The newly elected Trilby Republican celebrated the opening of his new downtown Brooksville office with an open house Tuesday evening, mixing big ideas with small talk as constituents came to welcome him.

Renting the space at 10 W Jefferson St., catty-corner to the historic courthouse, is both pragmatic and symbolic.

The location makes sense as a second office in a district that spans all of Hernando, a large chunk of Pasco and most of Sumter counties, said Simpson, 46, an egg farmer and businessman serving in his first elected post. The other office is in New Port Richey.

But Simpson also campaigned on a vow to create jobs and breathe life into struggling areas, so opening a downtown office, he said, is a small contribution to an area full of vacant buildings.

"I don't think our economy will ever fully recover until we help our small communities, and one of the ways to do that is through redevelopment," he said.

With that goal in mind, Simpson said he wants to amend the current fire code to give landlords in smaller cities some relief from requirements he called "out of touch with reality on the ground." Commercial buildings can still be safe without, for example, a firewall built to contain flames for two hours.

"Buildings sit vacant because complying with the current code costs more money than you'd receive in rents," he said.

Another legislative goal is more ambitious. Lawmakers need to craft legislation to kick-start a shift to natural gas as a fuel for industry, Simpson said.

He envisions tax credits and other incentives to spur companies to replace gas- and diesel-powered fleets with trucks and buses that burn natural gas. The state would offer similar incentives to companies that build infrastructure, such as natural gas service stations, creating jobs in the process, Simpson said.

"It reduces our dependency on foreign oil, it burns cleaner and it's a lot more efficient," he said.

A strong supporter of Brooksville's red-light camera program, Brooksville Mayor Lara Bradburn liked what she heard when Simpson called the cameras a local issue.

But in an interview with the Times, Simpson said he is leery of putting cameras in public spaces in the name of safety if revenue is really the goal. He said he wants to learn more before taking a firm stance.

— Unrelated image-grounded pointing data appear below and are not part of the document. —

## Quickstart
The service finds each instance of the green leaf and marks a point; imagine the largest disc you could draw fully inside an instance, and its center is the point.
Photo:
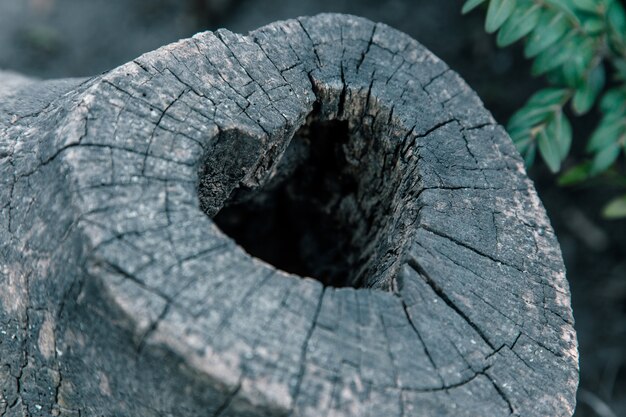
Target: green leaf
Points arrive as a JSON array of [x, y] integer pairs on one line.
[[615, 209], [551, 28], [586, 95], [550, 152], [586, 5], [497, 13], [604, 159], [575, 175], [538, 108], [616, 17], [520, 24], [594, 25], [471, 5], [605, 135]]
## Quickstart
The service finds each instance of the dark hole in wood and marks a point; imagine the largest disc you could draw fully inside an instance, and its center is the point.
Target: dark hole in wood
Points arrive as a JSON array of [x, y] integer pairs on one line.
[[293, 222]]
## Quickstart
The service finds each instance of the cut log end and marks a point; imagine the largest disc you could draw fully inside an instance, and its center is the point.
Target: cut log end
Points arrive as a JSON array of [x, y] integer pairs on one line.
[[318, 218]]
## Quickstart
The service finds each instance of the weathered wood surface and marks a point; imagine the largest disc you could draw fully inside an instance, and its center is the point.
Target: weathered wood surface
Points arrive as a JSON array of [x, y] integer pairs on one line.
[[120, 297]]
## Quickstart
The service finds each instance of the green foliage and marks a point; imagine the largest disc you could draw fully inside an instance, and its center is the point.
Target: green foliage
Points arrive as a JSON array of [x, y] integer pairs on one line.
[[575, 44]]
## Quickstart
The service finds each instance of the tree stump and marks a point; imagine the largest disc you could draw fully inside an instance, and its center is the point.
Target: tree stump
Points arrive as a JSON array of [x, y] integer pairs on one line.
[[319, 218]]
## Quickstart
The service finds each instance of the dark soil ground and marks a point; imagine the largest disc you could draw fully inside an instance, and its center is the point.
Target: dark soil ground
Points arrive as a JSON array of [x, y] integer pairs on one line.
[[61, 38]]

"I think the state should make sure we're not taking advantage of (motorists)," he said. "If there are hard numbers that show they're really bringing down automobile accidents, then you're trading off some privacy for your safety."

Simpson said he will work to secure funding to widen a roughly 21-mile stretch of State Road 50 between Ridge Manor and Mascotte. Hernando County officials consider the project a priority as a conduit for economic growth, and Simpson agrees, saying Sumter would also benefit from four lanes extending from the Nature Coast to Orlando and beyond.

Joe Vitalo, president of the Hernando Classroom Teachers Association, left the open house happy after Simpson voiced support for placing sheriff's deputies in every elementary school. Simpson, a married father of two, also said closing the Internet sales tax loophole could help pay the expense.

"That would be fantastic," Vitalo said.

Simpson said increasing funding for education in general is his other top priority.

"The only way to break generational poverty, the only way to improve quality of life, is through the education system," he said.

As a representative of an area deeply affected by groundwater pumping, Simpson also plans to push for water conservation.

A gun owner with a concealed weapon permit, Simpson said he would likely not support any gun control measures at the state level. Instead, he said, the state needs to focus energy on improving mental health care.

In addition to school resource officers at every school, he said classrooms should be equipped with panic buttons connected directly to local law enforcement dispatchers to cut response times.

Giving local elections supervisors more flexibility in where they put early voting sites would be more effective than extending early voting times to prevent a repeat of November's long lines at polls, he said. And he called the two-page general election ballot, with its 11 constitutional amendments, "a travesty."

"I'm against amending the Constitution every time we have a notion," he said.

As chairman of the Senate Community Affairs Committee, which considers legislation affecting a broad range of government issues, Simpson is well placed to work toward his goals.

"I believe we're going to do these things," he said, "and the economy is going to turn around in a substantial way."